Les intervenants en soins spirituels ne viennent pas pour ajouter des mots aux diagnostics. Ils ne sont pas là pour donner des réponses toutes faites. Ils sont là pour ramener du cœur dans un système qui devient trop mécanique. Nous croyons fortement que la prise en charge future des patients ne sera pas seulement technologique : elle sera humaine, ou elle ne sera rien du tout. Et, dans cette révolution silencieuse, les intervenants en soins spirituels seront les gardiens de l’essentiel.

Vers une reconnaissance globale des bienfaits des soins spirituels

Les impacts positifs des soins spirituels ne sont plus seulement perçus comme des expériences subjectives, mais sont validés scientifiquement : réduction du stress, meilleure acceptation de la maladie et sentiment de paix intérieure auprès des patients, meilleure gestion du deuil, réduction des regrets et apaisement des tensions familiales auprès des familles, réduction d’un épuisement professionnel, augmentation du sens du travail et prévention de la fatigue émotionnelle chez les soignants.

Les études montrent que les soins spirituels ne remplacent pas la médecine, mais qu’ils sont un complément essentiel à la prise en charge globale des patients.

Une médecine plus humaine, un soin plus complet

Loin d’être une approche marginale, les soins spirituels sont un facteur clé du bien-être. Ils rappellent que l’humain ne se réduit pas à son corps, mais qu’il a aussi besoin de paix intérieure, de réconciliation et de sens. 
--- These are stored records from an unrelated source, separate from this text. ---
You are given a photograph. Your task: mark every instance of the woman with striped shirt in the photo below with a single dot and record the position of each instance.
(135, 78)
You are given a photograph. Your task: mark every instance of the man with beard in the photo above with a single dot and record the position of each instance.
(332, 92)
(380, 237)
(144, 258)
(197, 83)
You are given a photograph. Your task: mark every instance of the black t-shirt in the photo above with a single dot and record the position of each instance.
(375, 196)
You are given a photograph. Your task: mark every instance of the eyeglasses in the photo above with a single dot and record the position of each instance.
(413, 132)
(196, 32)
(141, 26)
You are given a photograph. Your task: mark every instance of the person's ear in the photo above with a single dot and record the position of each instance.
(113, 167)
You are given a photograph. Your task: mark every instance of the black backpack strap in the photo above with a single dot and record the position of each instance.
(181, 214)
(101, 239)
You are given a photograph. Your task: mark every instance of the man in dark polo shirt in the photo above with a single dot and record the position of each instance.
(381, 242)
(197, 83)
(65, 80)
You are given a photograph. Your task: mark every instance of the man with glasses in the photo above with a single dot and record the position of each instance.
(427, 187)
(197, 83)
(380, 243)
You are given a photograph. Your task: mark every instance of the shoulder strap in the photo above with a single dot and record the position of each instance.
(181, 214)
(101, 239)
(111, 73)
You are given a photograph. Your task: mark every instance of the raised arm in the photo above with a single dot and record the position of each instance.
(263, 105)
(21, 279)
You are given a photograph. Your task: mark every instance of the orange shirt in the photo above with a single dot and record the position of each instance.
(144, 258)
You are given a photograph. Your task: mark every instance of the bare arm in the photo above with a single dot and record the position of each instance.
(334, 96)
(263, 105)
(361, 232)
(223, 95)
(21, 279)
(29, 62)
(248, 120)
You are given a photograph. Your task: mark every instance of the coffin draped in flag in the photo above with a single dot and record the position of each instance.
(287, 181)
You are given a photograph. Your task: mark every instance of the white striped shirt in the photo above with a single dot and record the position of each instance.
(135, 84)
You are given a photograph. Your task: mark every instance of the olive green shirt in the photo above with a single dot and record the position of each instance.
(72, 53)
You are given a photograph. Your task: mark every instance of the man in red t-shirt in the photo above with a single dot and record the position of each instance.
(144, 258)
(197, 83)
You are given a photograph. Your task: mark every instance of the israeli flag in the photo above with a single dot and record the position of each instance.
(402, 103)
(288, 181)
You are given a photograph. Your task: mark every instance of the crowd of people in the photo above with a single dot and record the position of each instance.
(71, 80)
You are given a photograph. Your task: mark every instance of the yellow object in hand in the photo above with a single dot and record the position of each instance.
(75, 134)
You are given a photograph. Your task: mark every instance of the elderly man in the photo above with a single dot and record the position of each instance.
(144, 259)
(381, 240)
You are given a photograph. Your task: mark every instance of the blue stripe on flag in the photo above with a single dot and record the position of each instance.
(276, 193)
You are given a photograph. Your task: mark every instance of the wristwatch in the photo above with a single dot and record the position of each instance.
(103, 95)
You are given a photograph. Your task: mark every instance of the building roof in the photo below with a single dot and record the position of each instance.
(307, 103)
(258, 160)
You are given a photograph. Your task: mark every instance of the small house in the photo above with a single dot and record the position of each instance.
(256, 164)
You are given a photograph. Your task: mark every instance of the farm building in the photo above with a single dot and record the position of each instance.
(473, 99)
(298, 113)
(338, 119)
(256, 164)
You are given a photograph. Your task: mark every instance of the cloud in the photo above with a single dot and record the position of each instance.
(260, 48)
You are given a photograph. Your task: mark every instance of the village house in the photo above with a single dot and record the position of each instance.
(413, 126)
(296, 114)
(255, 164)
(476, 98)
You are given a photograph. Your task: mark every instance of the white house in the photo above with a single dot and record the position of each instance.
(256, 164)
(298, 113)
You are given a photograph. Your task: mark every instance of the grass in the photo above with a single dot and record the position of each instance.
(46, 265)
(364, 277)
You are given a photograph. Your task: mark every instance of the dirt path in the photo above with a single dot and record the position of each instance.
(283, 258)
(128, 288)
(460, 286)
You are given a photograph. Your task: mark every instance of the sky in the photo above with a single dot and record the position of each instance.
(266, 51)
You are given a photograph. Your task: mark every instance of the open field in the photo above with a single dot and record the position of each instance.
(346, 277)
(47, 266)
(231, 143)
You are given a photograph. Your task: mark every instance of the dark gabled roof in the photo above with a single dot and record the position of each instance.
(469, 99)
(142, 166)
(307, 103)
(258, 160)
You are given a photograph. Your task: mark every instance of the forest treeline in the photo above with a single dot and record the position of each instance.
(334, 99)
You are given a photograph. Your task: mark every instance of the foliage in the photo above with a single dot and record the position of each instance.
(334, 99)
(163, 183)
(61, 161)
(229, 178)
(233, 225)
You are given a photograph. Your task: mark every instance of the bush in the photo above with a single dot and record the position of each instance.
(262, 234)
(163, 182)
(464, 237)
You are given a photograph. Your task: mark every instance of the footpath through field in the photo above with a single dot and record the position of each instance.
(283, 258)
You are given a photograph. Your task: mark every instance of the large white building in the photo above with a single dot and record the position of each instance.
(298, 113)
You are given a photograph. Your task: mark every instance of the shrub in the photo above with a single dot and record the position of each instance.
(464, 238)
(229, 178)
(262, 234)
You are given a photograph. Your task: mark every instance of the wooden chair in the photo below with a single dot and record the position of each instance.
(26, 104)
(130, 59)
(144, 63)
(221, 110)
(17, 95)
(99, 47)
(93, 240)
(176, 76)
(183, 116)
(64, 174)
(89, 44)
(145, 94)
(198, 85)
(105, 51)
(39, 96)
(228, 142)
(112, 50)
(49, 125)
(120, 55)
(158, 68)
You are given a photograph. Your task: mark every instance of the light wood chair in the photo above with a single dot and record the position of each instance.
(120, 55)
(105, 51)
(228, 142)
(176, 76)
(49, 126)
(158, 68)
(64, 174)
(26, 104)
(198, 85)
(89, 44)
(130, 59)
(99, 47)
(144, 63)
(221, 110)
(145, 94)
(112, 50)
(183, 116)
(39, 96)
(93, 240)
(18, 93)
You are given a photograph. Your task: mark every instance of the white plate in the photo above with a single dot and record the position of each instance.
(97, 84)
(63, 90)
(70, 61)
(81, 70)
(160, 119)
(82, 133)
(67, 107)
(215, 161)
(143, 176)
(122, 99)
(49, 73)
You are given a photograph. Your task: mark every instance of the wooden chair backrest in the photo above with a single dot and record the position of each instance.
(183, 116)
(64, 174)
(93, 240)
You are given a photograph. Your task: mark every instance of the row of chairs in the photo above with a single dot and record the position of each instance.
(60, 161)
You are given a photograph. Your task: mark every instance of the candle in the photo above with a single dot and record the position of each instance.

Ainsi dits, pour le patient, ils apportent un apaisement que la médecine seule ne peut offrir; pour la famille, ils allègent la charge émotionnelle et permettent une meilleure gestion du deuil; et pour le personnel soignant, ils redonnent du sens à la vocation de soigner.

L’intégration des soins spirituels dans les milieux de santé n’est plus une option : c’est une nécessité pour une médecine véritablement humaine.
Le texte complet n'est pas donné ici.